In the past few years, the financial industry has been coming to terms with the fact that there’s a link between taking care of the environment and its own economic well-being, with banks, investors, and insurers now urging companies to disclose nature-related risks.
According to the World Economic Forum (WEF), $44 trillion of the world’s economic output depends on animals and ecosystems, and their demise would also mean financial trouble for the companies that seem to have taken them for granted until recently. For instance, insects pollinate commercial farmlands, wetlands purify water, and coral reefs protect buildings from coastal damage. If these ecosystems are destroyed, corporations stand to lose, too. Biodiversity loss, according to the WEF, presents the third most severe risk to the economy in the next three years. Doing nothing about climate change and extreme weather top the list of dangers as well.
Financial companies have begun taking steps to disclose risks to the environment. The Taskforce on Nature-related Financial Disclosures (TNFD) drafted a template in March for reporting biodiversity impact, the goal of which is to redirect money from companies that rely on and often destroy nature to companies that don’t, or do so less, Lucian Peppelenbos, a climate strategist at the investment firm Robeco, told Vox.
But right now, quantifying impact is messy, confusing, and not standardized. And the scientific foundation for what ecosystems are and how they affect industry is complex. A decrease in insects that pollinate crops, for example, could mean that a food company would have to buy bees instead, imposing additional costs. Or, harming the environment could have negative effects on a company’s reputation, which is aligned with its share price. There is also what’s called transition risk, Vox reports, which encompasses expensive changes in plans based on environmental impact.

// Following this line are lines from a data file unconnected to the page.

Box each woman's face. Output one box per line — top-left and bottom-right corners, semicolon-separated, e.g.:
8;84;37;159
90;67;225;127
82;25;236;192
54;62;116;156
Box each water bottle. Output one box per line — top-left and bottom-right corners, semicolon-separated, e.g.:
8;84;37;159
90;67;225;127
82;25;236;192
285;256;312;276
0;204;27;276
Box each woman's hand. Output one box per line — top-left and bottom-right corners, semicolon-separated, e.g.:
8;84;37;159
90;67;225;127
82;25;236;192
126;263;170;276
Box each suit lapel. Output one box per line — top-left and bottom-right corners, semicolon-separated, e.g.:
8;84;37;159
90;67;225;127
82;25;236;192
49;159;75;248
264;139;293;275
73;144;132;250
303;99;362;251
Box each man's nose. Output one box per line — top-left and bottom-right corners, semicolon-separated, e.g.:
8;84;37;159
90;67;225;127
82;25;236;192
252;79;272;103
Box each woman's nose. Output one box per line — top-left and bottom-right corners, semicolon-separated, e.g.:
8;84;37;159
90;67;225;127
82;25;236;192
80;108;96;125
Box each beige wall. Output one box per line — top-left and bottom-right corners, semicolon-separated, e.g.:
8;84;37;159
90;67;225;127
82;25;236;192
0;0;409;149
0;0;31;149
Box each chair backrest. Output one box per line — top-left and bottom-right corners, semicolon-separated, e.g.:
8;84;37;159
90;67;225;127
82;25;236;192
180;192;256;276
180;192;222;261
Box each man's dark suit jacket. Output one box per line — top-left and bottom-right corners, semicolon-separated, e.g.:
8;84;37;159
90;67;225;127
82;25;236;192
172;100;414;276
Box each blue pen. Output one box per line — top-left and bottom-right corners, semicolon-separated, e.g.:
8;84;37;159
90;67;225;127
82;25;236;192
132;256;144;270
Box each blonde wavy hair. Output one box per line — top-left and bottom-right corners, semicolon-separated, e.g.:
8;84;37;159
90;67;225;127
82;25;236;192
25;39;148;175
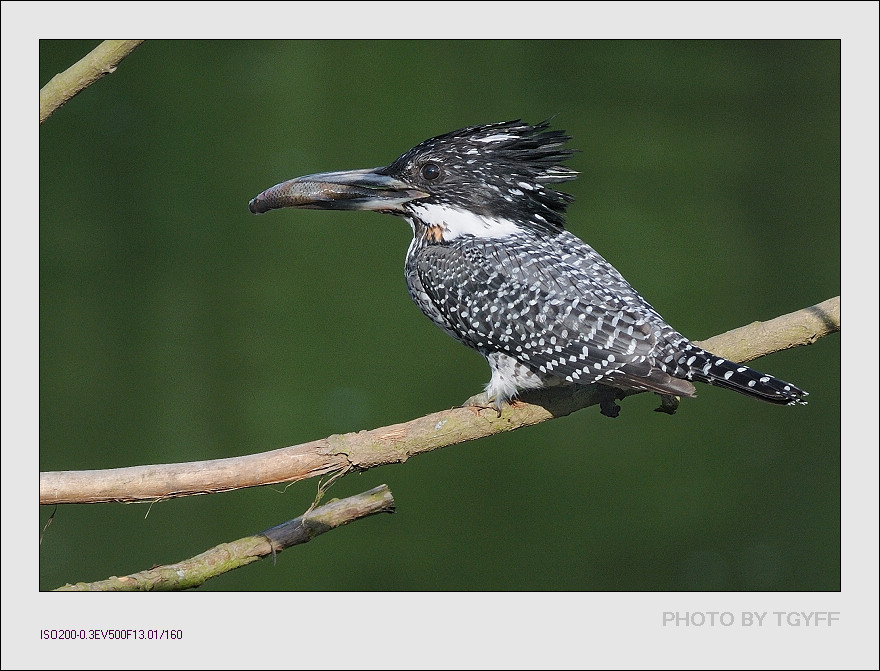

This complexity makes it difficult to implement successful measurement strategies, according to Partha Dasgupta, an economist at Cambridge University who wrote a well-known paper in 2021 on the economics of biodiversity.
Good first steps include consolidating existing tools and creating new and better ones. The nature-related risk measurement systems that corporations now have in place fall under the loosely-defined Environmental, Social, and Governance (ESG) criteria.
“I think it’s going to be a mess for a while,” said Aled Jones, a professor of sustainable finance at Anglia Ruskin University. “But we will make progress on disclosure.”